Sunday, April 16, 2017

Review:"Moonglow" by Michael Chabon

Wonderboys, Michael Chabon’s second novel, is still one of my favorite books and the quintessential campus novel, both funny and enlightening. It is so good in fact that I don’t think he has equaled it since, even as his career has skyrocketed to the top tier of notable American writers. Some of them have been good, such as The Amazing Adventures of Kavalier and Clay (his most famous novel) and The Yiddish Policemen’s Union and some of been slogs, like his debut novel The Mysteries of Pittsburgh and both of his short story collections. And while it still falls short, I’m happy that his most recent novel, last year’s Moonglow is his best since that second novel, and I don’t think it is much of a surprise that, like Wonderboys, it is startling personal with little bits of Chabon’s trademark whimsy peppered throughout. It recounts the maybe true maybe not tale of Chabon’s grandfather, opening dramatically with him assaulting his boss and throwing an intercom out of the window, hitting and wounded Czech delegate. The delegate’s reaction to the incident really describes in a nutshell how tragedy and slapstick intertwine in the life of his grandfather and really all of Chabon’s fiction.

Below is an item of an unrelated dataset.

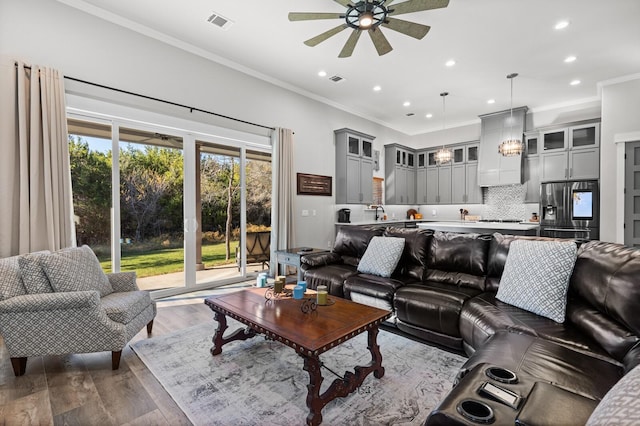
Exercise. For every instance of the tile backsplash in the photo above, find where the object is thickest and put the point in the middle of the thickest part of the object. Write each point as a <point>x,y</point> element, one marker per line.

One cannot exist without the other: they play off each other, inform one another and somehow create a full life. The tragedies of his grandfather’s life, such as the guilt and anger he feels over his time in WWII, where he failed to apprehend someone he believed to be a war criminal, his perceived failings as a parent and a husband to damaged woman, all have a certain humorous poetry about them, and the character’s will to endure makes these happenings anything but grim. I’m keeping a lot of the plot details a secret, since that is some of the joy of the novel: entering this world fresh, with the steady, skilled hands of a gentle master to guide you.